子どもに「お金って何?」と聞かれたら大人は何と答える? 専門家が〔子どもを守る「情報リテラシー」の高め方〕を解説
「世界子どもの日」に「子どもの権利条約」を考える#3 コンプライアンスアドバイザー が子どもをデジタルタトゥーなどから守る「情報リテラシーの高め方」を解説
2024.11.19
テレビをはじめ、スマホなどの端末を通して、世の中にはあらゆる商品の情報や広告が溢れています。
端末に紐づくターゲティング広告、SNSのインフィード広告や、投稿との見分けがつきにくいインフルエンサー広告、ゲームアプリの中に出てくる広告など、多種多様の情報が存在します。
広告は「商品やサービスの魅力を正しく伝え、購買のための情報を提供する」という経済の上で必要不可欠なメッセージです。しかし、社会性も未熟で判断力が十分育まれていない子どもたちへの影響を無視することはできません。そういった子どもの特質を逆手にとったマーケティング手法や表現も少なくないからです。
親子で「お金の価値やルール」を知る・話すことは、子どもをトラブルから避ける手助けとなります。
本稿では、11月20日の「世界子どもの日World Children’s Day」を前に、長年テレビ局で番組制作に携わってきたコンプライアンスアドバイザー・山本一宗氏が、これからの時代を生きていく子どもたちに知っておいてほしい「お金にまつわる知識」をはじめ、「世の中の決まりごと」について解説します。
この記事は『子どもコンプライアンス』(ワニブックス刊)から一部抜粋・再編集したものです。小学校低学年から学びながら読めるように想定した文章を大人用に改訂しお届けします。
山本一宗
1964年兵庫県神戸市出身。
1988年に讀賣テレビ放送(株)入社。報道記者として神戸連続児童殺傷事件、和歌山毒物カレー事件や金融機関再編などの取材を経験し、その後「THE ワイド」「情報ライブ ミヤネ屋」プロデューサー、「ウェークアップ!ぷらす」チーフプロデューサー、報道局統括デスクなどを歴任。

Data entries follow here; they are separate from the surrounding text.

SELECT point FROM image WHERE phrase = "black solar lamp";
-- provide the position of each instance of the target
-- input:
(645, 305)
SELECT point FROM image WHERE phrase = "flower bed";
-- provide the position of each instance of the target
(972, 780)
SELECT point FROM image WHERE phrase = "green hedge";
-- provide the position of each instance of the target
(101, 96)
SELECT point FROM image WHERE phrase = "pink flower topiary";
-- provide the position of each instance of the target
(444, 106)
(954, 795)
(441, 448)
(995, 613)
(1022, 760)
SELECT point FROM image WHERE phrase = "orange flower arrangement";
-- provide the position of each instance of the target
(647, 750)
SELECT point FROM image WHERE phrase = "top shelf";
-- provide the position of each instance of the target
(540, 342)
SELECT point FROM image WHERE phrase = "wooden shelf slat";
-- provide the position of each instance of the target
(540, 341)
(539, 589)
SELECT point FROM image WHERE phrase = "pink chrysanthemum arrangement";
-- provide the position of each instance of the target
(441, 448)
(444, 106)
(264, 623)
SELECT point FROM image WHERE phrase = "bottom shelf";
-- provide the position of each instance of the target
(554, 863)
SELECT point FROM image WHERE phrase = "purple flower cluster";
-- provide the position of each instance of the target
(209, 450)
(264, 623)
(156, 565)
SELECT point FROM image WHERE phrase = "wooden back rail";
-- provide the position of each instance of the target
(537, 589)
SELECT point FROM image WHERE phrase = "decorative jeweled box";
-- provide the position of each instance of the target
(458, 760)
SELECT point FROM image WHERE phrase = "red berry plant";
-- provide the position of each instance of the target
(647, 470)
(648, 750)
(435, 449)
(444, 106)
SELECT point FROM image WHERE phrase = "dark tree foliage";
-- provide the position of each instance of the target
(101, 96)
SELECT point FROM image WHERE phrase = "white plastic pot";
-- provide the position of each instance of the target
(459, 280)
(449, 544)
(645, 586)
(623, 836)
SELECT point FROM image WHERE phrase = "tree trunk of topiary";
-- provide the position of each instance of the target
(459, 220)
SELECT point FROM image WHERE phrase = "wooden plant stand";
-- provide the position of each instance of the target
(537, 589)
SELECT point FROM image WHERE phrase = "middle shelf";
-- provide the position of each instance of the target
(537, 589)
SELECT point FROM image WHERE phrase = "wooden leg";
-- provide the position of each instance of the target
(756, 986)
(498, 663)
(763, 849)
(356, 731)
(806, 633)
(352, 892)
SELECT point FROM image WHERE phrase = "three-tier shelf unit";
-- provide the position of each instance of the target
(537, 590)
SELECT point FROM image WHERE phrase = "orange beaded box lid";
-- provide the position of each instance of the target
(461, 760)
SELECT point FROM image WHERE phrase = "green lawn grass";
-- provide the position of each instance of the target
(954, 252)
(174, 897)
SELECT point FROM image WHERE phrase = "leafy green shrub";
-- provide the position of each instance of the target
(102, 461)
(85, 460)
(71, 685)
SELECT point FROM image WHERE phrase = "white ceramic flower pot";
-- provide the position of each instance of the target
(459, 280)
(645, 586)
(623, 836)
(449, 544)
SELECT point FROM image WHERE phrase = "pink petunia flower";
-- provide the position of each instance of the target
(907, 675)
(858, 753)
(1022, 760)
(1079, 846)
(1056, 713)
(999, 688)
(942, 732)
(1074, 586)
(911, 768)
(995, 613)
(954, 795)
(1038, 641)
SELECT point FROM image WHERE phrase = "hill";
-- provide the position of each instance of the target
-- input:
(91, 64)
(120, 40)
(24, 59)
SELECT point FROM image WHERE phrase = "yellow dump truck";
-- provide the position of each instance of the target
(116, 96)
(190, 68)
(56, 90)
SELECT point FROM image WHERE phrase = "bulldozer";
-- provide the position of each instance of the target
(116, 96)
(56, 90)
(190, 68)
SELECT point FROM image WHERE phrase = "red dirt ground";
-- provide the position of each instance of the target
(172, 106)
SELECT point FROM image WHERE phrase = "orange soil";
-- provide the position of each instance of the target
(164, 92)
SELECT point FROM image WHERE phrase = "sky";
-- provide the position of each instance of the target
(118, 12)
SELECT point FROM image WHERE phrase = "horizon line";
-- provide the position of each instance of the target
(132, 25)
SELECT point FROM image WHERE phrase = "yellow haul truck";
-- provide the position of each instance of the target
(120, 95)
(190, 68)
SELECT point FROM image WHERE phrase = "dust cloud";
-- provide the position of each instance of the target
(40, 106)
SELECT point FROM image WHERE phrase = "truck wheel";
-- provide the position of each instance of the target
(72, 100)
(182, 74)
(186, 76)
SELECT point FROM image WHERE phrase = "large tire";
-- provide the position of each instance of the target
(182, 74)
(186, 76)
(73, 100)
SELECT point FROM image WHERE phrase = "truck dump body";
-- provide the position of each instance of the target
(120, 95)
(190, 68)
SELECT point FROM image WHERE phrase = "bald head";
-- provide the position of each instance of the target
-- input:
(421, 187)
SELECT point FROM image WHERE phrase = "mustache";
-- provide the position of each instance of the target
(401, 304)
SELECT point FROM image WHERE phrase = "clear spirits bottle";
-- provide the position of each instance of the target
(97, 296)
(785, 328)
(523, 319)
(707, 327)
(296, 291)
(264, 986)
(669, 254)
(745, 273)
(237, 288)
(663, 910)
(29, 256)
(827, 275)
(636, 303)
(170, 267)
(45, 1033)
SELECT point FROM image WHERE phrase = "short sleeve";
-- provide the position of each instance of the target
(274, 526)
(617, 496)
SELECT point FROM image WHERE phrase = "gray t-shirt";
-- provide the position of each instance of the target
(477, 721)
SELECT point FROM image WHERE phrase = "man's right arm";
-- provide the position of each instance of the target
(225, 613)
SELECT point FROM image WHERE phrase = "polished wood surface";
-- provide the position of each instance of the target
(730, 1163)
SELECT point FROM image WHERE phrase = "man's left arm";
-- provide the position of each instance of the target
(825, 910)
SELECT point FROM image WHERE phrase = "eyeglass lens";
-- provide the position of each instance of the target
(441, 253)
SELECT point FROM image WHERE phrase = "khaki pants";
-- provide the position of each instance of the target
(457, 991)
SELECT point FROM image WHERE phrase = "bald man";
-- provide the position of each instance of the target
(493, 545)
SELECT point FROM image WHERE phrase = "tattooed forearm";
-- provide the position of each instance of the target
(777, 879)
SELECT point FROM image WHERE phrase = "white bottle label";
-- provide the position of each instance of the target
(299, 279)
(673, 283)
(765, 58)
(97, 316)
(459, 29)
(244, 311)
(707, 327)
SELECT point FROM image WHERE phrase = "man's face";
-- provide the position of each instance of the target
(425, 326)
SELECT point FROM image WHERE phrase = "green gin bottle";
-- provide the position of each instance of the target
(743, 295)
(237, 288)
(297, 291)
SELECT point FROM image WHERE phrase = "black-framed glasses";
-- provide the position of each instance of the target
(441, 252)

2019年より放送基準に基づく番組・CMの表現考査、 SNS利用指針作成などに従事。2021年よりコンプライアンス総括責任者(総括役) として社全体の危機管理・考査判断を担当。2023年3月まで讀賣テレビ放送(株)ESG推進局専任局次長。2023年春に読売テレビを退社し、現在は株式会社CompLabo代表取締役を務める。
(全4回の3回目。)
第3回は、大きなトラブルにつながる可能性もある「子どもと考えるお金の価値・ルール」について、ご紹介します。
Q.お金っていったい何だろう?
お金ってどうしてみんな「大事」にするの? そもそもお金ってなに?
【A. お金は「価値」を数字で表す、交換できる、置いておけるもの】
もともとお札はただの「紙」だし、硬貨は「金属」ですよね。
では、どうしてみんなお金が大切でどこでも使えると考えるのでしょうか。
それは、国がそのお金の「価値」を決め、その「価値」がなくならないと責任を持ってくれているから。
だから「1000円札」は1000円のものやサービスと交換できるのです。
あなたがメモに「1000円」と書いてもだれも1000円のものと交換してくれないですよね。みんながお札という紙に「価値」があると考えるのは、日本という国に信用があるからなのです。
買い物をすることは「お金」をお店にわたして、同じ価値の商品・サービスと「交換」していることになります。1000円札に1000円の価値があると国が責任を持っているから、またそのお金を別のところで使えるのです。
お金とは、その「価値」を数字に表した紙や金属であり、持ち運んだり手もとに置いておきやすい「便利」なものなのです。そして、その「価値」が分かりやすく比べられるように、ものやサービスには値段がつけられています。
おもちゃやゲームなど「もの」がほしいときには「値段」をみて、そのぶんのお金が必要だと考えます。つまりお金は、ものの値打ちをはかる「ものさし」にも なるのです。